After Bulger started returning her letters, Uhlar noticed he often dated them with the time he had started writing in his tight cursive style. "He always seemed to be writing at 1, 2 or 3 in the morning, and when I asked him why, he said it was because of the hallucinations," Uhlar said.
Uhlar knew, of course, about Whitey's reputation as a notoriously brutal mobster. And she knew that the FBI had enabled his behavior. Her uncertainty and regret had nothing to do with whether Bulger had actually killed people, either — that's a universally accepted fact at this point.
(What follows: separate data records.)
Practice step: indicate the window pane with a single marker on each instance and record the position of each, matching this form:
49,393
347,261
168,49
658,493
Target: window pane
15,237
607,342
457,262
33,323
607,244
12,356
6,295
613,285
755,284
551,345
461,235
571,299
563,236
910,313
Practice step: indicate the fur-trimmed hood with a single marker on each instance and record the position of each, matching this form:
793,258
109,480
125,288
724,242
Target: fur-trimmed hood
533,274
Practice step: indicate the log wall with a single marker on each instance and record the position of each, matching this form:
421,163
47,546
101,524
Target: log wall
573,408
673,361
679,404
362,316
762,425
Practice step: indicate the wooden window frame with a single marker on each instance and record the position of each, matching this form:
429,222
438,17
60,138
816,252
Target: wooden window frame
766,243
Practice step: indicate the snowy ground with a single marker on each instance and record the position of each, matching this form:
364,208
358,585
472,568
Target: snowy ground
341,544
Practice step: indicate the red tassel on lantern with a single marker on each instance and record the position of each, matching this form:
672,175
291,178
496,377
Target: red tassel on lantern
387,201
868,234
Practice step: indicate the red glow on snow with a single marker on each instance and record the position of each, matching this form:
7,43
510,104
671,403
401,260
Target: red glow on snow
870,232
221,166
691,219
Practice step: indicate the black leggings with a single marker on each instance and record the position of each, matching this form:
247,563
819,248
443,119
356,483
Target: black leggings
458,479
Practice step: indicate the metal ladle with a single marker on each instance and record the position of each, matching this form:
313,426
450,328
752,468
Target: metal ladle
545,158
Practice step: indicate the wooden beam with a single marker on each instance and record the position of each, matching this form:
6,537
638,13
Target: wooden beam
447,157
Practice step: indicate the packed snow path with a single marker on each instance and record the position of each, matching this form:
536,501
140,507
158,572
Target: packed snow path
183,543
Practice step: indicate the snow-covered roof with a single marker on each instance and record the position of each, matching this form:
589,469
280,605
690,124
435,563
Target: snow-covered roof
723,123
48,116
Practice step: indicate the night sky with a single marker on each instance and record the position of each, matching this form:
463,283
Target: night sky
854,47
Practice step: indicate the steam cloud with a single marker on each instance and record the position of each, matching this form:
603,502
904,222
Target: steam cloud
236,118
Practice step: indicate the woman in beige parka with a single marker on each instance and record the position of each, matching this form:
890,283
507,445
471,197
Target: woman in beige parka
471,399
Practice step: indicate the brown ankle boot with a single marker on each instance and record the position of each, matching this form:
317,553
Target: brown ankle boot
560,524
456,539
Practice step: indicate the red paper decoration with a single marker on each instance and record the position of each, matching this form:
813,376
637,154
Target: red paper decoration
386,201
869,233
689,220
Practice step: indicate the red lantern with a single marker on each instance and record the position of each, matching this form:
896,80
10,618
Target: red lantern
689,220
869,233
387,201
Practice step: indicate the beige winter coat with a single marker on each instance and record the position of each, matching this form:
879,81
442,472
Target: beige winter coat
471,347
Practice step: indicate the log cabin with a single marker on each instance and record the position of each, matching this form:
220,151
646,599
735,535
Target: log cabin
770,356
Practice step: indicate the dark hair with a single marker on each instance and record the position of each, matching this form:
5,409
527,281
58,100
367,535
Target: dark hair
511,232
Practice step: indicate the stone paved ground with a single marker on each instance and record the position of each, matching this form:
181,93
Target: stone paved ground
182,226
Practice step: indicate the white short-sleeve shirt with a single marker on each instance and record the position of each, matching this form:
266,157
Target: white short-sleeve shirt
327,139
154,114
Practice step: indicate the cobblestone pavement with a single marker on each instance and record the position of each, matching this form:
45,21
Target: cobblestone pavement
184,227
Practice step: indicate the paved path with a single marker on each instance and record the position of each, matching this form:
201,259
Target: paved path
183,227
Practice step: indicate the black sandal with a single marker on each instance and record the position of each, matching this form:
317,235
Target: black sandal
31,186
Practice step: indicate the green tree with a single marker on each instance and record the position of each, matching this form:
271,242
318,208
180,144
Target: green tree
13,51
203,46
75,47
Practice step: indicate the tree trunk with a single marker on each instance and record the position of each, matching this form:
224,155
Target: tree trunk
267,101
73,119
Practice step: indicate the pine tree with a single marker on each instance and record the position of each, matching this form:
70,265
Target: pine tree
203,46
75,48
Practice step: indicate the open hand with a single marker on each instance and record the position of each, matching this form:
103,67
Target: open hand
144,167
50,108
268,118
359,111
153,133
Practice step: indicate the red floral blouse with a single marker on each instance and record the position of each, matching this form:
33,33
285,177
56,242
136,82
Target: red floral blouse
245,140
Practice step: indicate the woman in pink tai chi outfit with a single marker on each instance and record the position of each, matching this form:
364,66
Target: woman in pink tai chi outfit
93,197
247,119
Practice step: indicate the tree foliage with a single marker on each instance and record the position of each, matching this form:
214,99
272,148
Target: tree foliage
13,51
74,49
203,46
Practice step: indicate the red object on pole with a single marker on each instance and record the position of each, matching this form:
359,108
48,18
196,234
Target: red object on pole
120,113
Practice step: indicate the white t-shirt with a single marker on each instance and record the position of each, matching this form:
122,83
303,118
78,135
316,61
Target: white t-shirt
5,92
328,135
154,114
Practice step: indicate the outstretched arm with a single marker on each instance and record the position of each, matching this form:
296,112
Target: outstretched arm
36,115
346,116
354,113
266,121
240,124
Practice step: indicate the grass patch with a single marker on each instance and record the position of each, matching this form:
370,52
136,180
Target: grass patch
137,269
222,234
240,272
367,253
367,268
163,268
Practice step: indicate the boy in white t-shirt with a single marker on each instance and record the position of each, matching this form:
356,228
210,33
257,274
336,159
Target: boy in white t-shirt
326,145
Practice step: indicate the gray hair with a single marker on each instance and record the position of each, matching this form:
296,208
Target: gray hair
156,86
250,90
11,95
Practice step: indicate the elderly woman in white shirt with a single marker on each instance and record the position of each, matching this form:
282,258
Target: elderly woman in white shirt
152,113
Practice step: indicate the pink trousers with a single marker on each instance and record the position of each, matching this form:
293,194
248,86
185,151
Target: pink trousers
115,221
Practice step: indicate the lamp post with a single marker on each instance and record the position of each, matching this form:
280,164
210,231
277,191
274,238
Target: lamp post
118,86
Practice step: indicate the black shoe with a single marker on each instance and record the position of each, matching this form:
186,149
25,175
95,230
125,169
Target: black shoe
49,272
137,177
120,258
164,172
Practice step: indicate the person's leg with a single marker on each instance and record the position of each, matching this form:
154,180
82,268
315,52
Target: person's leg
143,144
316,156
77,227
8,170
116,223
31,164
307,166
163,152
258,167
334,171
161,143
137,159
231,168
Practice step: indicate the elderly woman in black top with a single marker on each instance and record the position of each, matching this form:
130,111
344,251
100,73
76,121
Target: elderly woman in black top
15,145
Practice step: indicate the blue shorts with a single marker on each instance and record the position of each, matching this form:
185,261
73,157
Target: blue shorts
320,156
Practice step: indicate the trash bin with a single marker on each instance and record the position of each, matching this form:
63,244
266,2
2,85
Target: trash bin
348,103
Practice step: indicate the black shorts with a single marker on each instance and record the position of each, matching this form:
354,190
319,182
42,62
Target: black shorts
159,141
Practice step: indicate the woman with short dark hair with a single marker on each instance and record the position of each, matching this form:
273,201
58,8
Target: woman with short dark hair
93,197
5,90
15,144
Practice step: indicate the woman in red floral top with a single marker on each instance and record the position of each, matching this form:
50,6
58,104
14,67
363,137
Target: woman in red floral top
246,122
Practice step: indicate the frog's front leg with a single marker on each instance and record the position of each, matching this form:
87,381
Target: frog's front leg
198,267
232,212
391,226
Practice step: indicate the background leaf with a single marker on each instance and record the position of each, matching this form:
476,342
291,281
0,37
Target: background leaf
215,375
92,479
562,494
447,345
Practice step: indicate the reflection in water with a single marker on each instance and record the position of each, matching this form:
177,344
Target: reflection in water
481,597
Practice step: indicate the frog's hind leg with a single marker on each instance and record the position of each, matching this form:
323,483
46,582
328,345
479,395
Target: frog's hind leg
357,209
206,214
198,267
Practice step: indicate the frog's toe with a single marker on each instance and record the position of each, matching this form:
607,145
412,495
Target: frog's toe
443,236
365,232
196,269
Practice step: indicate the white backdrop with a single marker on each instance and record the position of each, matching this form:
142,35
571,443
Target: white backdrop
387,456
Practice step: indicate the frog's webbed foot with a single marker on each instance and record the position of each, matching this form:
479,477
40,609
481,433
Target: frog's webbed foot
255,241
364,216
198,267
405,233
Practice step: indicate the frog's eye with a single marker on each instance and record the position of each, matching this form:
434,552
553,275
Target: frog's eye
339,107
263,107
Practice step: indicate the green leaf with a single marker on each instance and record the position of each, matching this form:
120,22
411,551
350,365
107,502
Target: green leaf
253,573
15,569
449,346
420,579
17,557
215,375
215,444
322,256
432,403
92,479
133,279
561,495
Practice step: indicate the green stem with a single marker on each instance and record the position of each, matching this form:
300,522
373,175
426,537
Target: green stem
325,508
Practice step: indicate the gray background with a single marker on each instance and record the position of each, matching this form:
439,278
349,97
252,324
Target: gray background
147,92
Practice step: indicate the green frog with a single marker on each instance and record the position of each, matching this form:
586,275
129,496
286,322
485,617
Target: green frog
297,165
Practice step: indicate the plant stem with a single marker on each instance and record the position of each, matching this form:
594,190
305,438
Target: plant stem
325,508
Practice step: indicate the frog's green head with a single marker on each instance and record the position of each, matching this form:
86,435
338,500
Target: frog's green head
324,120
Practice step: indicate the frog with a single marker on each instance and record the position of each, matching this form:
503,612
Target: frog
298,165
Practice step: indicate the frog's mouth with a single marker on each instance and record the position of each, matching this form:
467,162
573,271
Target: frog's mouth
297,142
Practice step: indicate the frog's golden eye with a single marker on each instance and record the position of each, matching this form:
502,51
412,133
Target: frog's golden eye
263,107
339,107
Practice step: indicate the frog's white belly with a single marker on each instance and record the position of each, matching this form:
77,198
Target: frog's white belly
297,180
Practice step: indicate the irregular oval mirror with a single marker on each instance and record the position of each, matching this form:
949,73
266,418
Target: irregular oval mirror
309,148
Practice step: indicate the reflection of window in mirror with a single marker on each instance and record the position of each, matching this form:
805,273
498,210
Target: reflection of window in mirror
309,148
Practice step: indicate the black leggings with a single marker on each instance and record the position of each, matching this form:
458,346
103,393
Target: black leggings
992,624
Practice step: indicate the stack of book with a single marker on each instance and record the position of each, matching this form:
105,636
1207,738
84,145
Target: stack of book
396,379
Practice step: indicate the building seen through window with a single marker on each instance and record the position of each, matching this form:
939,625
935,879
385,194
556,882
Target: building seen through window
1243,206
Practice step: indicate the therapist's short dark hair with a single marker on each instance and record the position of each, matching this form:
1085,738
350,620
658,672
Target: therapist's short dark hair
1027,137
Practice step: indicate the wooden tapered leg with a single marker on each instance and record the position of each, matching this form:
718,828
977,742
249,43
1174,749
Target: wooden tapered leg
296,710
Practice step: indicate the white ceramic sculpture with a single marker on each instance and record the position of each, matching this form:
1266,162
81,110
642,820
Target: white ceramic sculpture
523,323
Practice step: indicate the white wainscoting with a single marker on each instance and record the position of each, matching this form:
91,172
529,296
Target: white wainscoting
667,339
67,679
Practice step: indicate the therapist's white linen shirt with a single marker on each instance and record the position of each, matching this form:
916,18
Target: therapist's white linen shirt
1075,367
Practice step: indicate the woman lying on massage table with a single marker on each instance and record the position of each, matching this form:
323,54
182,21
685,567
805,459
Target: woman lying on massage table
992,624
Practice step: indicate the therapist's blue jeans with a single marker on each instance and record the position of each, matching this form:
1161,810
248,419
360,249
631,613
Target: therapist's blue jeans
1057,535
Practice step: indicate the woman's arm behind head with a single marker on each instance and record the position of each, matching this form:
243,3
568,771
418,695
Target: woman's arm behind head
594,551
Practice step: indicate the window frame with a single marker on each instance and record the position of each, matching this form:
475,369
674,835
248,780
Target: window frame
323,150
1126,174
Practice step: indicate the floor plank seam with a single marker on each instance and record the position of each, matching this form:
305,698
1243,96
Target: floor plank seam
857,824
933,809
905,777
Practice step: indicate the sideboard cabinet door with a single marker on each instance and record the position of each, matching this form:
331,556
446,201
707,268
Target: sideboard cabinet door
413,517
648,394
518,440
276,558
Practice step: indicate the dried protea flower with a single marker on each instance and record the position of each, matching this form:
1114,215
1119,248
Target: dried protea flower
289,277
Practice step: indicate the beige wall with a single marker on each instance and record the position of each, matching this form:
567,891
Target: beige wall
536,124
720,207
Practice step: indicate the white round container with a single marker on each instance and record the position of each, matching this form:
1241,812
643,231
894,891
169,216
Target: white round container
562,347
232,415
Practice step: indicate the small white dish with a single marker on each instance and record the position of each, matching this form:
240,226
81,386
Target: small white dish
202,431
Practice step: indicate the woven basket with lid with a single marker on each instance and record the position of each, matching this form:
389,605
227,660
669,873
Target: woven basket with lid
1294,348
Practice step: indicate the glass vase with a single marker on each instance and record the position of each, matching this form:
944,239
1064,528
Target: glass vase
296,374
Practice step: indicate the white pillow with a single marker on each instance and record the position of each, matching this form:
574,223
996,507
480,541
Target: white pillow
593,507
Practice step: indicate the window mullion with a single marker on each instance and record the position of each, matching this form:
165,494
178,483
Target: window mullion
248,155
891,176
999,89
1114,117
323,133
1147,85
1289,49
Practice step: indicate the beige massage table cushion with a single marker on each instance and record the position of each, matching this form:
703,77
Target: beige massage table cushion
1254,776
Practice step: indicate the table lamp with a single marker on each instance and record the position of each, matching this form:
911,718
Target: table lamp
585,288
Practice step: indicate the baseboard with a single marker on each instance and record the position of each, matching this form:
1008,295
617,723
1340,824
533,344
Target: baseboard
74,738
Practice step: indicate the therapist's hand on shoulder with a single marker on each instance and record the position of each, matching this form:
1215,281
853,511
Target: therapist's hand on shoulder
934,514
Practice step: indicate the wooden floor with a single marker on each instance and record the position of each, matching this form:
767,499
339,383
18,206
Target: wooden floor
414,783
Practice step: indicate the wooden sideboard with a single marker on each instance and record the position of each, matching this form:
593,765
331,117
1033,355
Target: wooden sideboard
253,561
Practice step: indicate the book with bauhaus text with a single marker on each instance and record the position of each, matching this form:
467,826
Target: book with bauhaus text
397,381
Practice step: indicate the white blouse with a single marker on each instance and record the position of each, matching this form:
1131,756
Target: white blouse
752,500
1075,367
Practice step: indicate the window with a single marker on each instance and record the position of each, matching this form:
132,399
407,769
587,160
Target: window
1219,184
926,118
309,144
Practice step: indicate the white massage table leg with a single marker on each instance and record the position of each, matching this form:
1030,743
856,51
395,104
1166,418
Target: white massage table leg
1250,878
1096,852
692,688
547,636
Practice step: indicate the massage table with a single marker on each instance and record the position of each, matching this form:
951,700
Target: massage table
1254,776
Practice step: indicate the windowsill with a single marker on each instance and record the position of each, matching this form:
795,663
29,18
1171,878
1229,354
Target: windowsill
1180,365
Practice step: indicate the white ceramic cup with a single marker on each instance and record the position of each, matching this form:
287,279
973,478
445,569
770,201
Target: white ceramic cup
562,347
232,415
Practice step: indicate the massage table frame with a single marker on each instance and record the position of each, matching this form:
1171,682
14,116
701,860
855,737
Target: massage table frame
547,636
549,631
But it wasn't until Uhlar struck up her pen pal friendship with the famed criminal that she learned about Project MK-Ultra, the twisted, inhumane, and fully government-sanctioned mind-control experiments that the CIA ran between 1953 and 1973. During Bulger's first federal prison term, he agreed to participate in some LSD experiments for MK-Ultra, in exchange for a reduced sentence. While Bulger had engaged in plenty of larceny and armed robbery up to that point in his life, he had never actually murdered anyone until after the CIA used him as a guinea pig.
And apparently, this never came up at Bulger's trial.
The NBC article does quote Anthony Cardinale, a Boston lawyer who's represented other organized crime affiliates, who said, "I would have had [Bulger] come into court like Harvey Weinstein, all disheveled and in a wheelchair." At the same time, Cardinale acknowledges that an insanity plea would have been difficult, since Bulger was clearly clever enough to not only elaborate with the FBI, but also continue to outsmart the authorities for the 16 years he spent on the run.
Maybe it's the Bostonian in me, or the sci-fi fan that's always been captivated by the fucked-up-ed-ness of MK-Ultra. But I found this relationship between Uhlar and Bulger to be utterly fascinating, and you might, too. It certainly doesn't justify Bulger's actions. But it does offer a unique perspective on just how complicit the FBI and CIA may have been in those actions.